Я смолчал. Никакой рыбины я не заметил. Клёва в тот день не было. Не брать же с собой мелочь, вроде кильки. В общем, дело это обычное – рыбаки часто пустыми возвращаются, но в тот раз можно было подумать, будто вся рыба специально не мешала нашему разговору. Словно догадалась о его важности в моей последующей жизни.

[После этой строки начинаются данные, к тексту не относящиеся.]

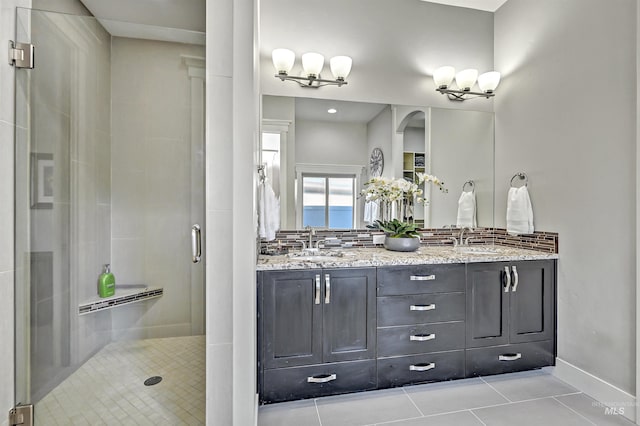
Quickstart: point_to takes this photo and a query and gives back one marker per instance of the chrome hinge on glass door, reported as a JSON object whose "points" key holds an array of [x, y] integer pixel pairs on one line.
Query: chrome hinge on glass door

Пашку всё же подмывало продолжить, и он опять заговорил:

– Отец, насколько я его знаю, горы бы свернул, но малышку забрал бы в свою семью. И удочерил бы обязательно. Но ведь этого не случилось! Почему? Этого я понять не мог. Но замечал, что мама как-то странно реагирует на заботу отца о Светке. Её ведь пришлось отдать в детский дом. То ли не нашлось родственников, согласных ее взять к себе, то ли вообще никого не оказалось. Отец очень переживал, что девочка живет в «казарме», а мать, я же это уже замечал, переживала потому, что переживал отец. Вот такое странное напряжение в семье постоянно и висело. Я теперь понимаю, что отец не стал делать по-своему, поскольку у мамы уже с сердцем было не очень хорошо. Стенокардия начиналась. То есть, любые волнения действуют как дрожжи! Приступ, «скорая», больница…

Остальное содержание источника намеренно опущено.